As events would have it, free agency arrived to baseball in time for the 1977 season, and Steinbrenner -- with his dollars and his relentless drive to compete -- clutched at those new opportunities. The '76 Yankees, the product of methodical rebuilding and canny trades, won the pennant but were swept in the World Series by the mighty Reds. That, to say the least, left Steinbrenner spoiling for more.

So he and the Yankees were at the front of the new market in the winter of 1976. After appraising and engaging pretty much every high-profile free agent, Steinbrenner settled on Reggie Jackson and Don Gullett. A World Series title -- the Yankees' first since 1962 -- followed. Before 1978, Steinbrenner again raided the coinpurse, this time for relievers Goose Gossage and Rawly Eastwick. The Yankees won the World Series again.

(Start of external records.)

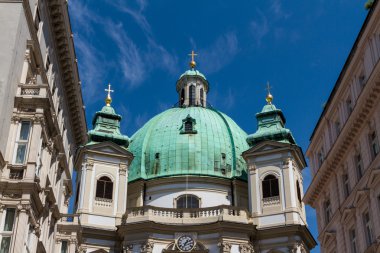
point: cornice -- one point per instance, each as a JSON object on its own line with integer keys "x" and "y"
{"x": 365, "y": 104}
{"x": 65, "y": 52}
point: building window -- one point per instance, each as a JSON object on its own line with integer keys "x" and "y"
{"x": 22, "y": 142}
{"x": 354, "y": 246}
{"x": 104, "y": 188}
{"x": 346, "y": 184}
{"x": 299, "y": 192}
{"x": 328, "y": 211}
{"x": 202, "y": 97}
{"x": 337, "y": 128}
{"x": 362, "y": 81}
{"x": 368, "y": 228}
{"x": 6, "y": 230}
{"x": 270, "y": 187}
{"x": 191, "y": 95}
{"x": 64, "y": 247}
{"x": 182, "y": 99}
{"x": 359, "y": 165}
{"x": 188, "y": 201}
{"x": 37, "y": 20}
{"x": 374, "y": 144}
{"x": 320, "y": 157}
{"x": 349, "y": 105}
{"x": 188, "y": 125}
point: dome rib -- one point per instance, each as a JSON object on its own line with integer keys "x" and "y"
{"x": 161, "y": 149}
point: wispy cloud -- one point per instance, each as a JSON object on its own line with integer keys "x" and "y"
{"x": 220, "y": 53}
{"x": 130, "y": 60}
{"x": 259, "y": 28}
{"x": 271, "y": 24}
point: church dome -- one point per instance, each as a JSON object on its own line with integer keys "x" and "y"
{"x": 188, "y": 141}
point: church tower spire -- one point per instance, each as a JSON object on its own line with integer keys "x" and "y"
{"x": 192, "y": 86}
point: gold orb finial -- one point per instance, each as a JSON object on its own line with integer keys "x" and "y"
{"x": 108, "y": 99}
{"x": 269, "y": 97}
{"x": 192, "y": 62}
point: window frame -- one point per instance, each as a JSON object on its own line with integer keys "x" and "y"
{"x": 186, "y": 195}
{"x": 353, "y": 240}
{"x": 104, "y": 194}
{"x": 273, "y": 182}
{"x": 7, "y": 233}
{"x": 19, "y": 142}
{"x": 374, "y": 144}
{"x": 369, "y": 236}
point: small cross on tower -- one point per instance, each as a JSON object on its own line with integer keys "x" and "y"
{"x": 269, "y": 97}
{"x": 108, "y": 99}
{"x": 192, "y": 62}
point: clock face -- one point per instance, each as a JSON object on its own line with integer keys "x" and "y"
{"x": 185, "y": 243}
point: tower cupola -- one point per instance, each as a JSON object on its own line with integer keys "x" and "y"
{"x": 192, "y": 86}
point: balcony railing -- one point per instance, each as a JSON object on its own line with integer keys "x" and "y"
{"x": 271, "y": 201}
{"x": 35, "y": 90}
{"x": 186, "y": 216}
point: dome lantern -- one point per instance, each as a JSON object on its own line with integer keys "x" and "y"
{"x": 192, "y": 86}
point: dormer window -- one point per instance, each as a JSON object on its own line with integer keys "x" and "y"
{"x": 182, "y": 99}
{"x": 192, "y": 95}
{"x": 202, "y": 97}
{"x": 188, "y": 125}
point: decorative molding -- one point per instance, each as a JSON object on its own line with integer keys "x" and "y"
{"x": 225, "y": 247}
{"x": 246, "y": 248}
{"x": 147, "y": 247}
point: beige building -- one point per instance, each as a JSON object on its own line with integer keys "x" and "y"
{"x": 42, "y": 122}
{"x": 344, "y": 151}
{"x": 190, "y": 180}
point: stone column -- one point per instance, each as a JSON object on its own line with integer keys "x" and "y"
{"x": 86, "y": 183}
{"x": 122, "y": 197}
{"x": 20, "y": 227}
{"x": 253, "y": 192}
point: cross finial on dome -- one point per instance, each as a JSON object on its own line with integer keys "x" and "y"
{"x": 108, "y": 99}
{"x": 269, "y": 97}
{"x": 192, "y": 62}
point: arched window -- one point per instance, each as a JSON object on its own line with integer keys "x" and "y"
{"x": 104, "y": 188}
{"x": 188, "y": 201}
{"x": 270, "y": 187}
{"x": 182, "y": 97}
{"x": 202, "y": 97}
{"x": 192, "y": 95}
{"x": 299, "y": 192}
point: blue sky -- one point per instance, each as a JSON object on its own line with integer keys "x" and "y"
{"x": 141, "y": 47}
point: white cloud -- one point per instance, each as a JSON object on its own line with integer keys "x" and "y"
{"x": 220, "y": 53}
{"x": 130, "y": 60}
{"x": 259, "y": 28}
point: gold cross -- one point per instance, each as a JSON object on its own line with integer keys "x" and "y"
{"x": 109, "y": 99}
{"x": 192, "y": 62}
{"x": 268, "y": 87}
{"x": 109, "y": 90}
{"x": 192, "y": 55}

Steinbrenner's team would win the pennant again in 1981, and then a series of free-agent misadventures sank them in the standings. By the early 1990s, though, they were assembling a colossus once again. We all know what happened after that: Five more World Series titles, four under Joe Torre and one under Joe Girardi. For those counting, that's seven World Series trophies on Steinbrenner's watch. That listless team he bought for $10 million is these days valuated at more than $3 billion. Not a bad capital gain.

As the "sportsman owner" archetype goes, Steinbrenner was one of the best. He benefited from his market size and the existing Yankees brand, but unlike so many other team bosses, he cared deeply (probably to excess) about winning. In that sense, he was the ideal owner -- one concerned, above all, with excellence on the field and one who didn't view his team as just another asset in a corporate portfolio.

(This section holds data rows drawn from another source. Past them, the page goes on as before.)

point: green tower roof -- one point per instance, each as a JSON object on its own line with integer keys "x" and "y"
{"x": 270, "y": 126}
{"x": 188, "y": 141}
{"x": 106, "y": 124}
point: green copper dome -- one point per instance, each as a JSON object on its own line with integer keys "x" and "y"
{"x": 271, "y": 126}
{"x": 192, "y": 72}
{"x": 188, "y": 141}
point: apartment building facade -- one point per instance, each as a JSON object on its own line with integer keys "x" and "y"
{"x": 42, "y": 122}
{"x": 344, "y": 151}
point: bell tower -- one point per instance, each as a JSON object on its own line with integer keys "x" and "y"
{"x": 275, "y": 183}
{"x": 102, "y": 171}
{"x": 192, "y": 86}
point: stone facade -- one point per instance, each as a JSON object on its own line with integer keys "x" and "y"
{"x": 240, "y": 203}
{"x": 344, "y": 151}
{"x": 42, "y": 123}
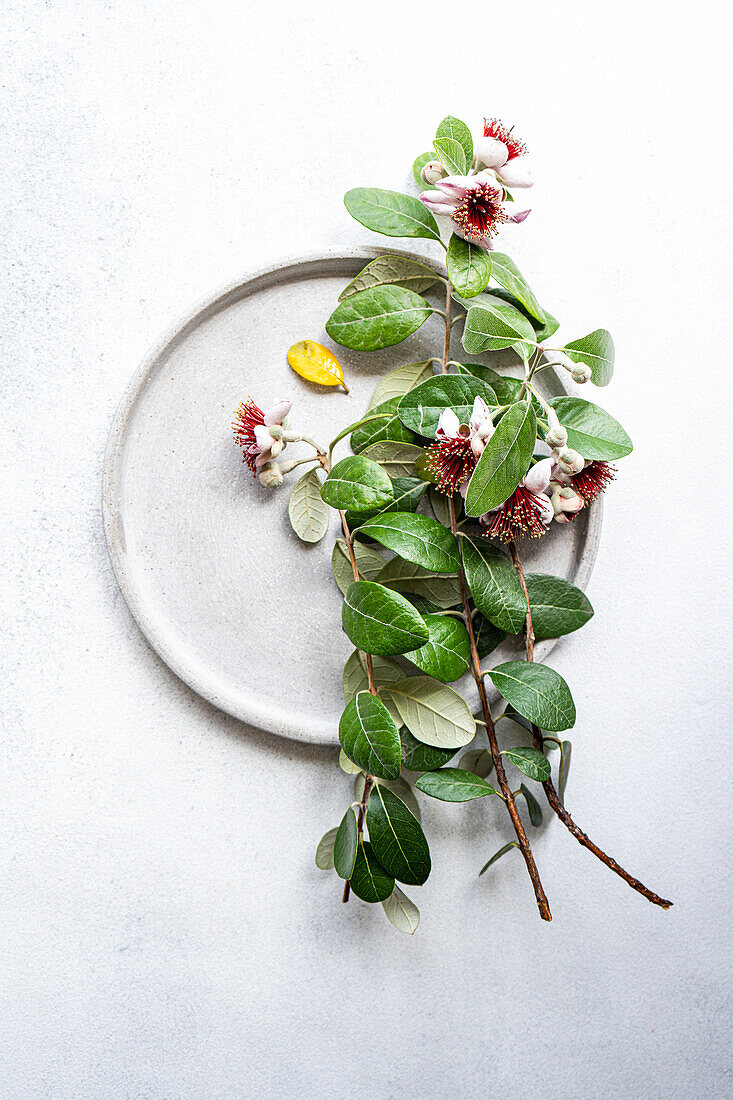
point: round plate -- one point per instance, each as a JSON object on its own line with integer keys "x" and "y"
{"x": 242, "y": 611}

But then there are the demerits of George Steinbrenner. He was a convicted felon, as Steinbrenner in the early 1970s illegally funneled money to a pro-Nixon reelection committee in exchange for future business considerations (e.g., shipbuilding contracts and getting the Department of Labor off his scent). The scheme unraveled, though, and Steinbrenner eventually faced federal charges: five counts of making illegal contributions, four counts of obstructing justice, two counts of obstructing a criminal investigation and two counts of encouraging false statements. Steinbrenner eventually pleaded down and avoided jail time. As a result, commissioner Bowie Kuhn suspended Steinbrenner from baseball for two years. Steinbrenner was later pardoned by President Reagan.

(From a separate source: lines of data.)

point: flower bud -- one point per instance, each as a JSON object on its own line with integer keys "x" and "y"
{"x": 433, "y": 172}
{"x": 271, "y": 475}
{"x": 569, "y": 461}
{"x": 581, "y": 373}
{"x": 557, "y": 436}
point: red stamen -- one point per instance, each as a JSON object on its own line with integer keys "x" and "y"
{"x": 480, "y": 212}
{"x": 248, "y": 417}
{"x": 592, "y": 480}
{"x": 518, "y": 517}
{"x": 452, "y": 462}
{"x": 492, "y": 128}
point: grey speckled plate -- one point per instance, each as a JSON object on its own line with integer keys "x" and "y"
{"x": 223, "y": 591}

Then, years later, came an arguably even uglier scandal. By the mid-1980s, Steinbrenner began to think better of the 10-year, $23 million contract to which he had signed Dave Winfield. He couldn't deal the outfielder because of no-trade protections, and, despite his best efforts, he couldn't hector him out of existence.

The two sides eventually went to court over the Yankees' failure to send negotiated payments to Winfield's charitable foundation, and that's when Steinbrenner paid gambler Howard Spira a sum of $40,000 to give him usable "dirt" on Winfield. Things fell apart when Steinbrenner, not wanting to pay any more money to Spira, put the FBI on Spira. Steinbrenner's role then of course came to light, and commissioner Fay Vincent suspended him for life for consorting with gamblers. Eventually, Steinbrenner was reinstated, but the stench of the entire affair stuck for a long time.

And that brings us back to his Hall of Fame case. While Steinbrenner's gambling associations weren't as plainly baseball-related as, say, Pete Rose's were, they were still gambling associations at least indirectly yoked to the game. You can't do that. In the full light of his misdeeds, which are serious, a vote against Steinbrenner based on the Hall's character clause is a defensible stance.

Personally, I see the character clause as something that's inconsistently applied and too often used as a cudgel to settle personal grievances. I'm not much for moral value judgments when it comes to the rogue's gallery that is Cooperstown. So I'd vote for Steinbrenner based on his stewardship of the Yankees and the tacit standards for Hall of Fame owners. There's no getting around his character flaws, though, no matter how much his image was reconstructed late in his life. So those who voted against Steinbrenner did so with sanction.

Like I said: With George Steinbrenner and the Hall of Fame, it's complicated.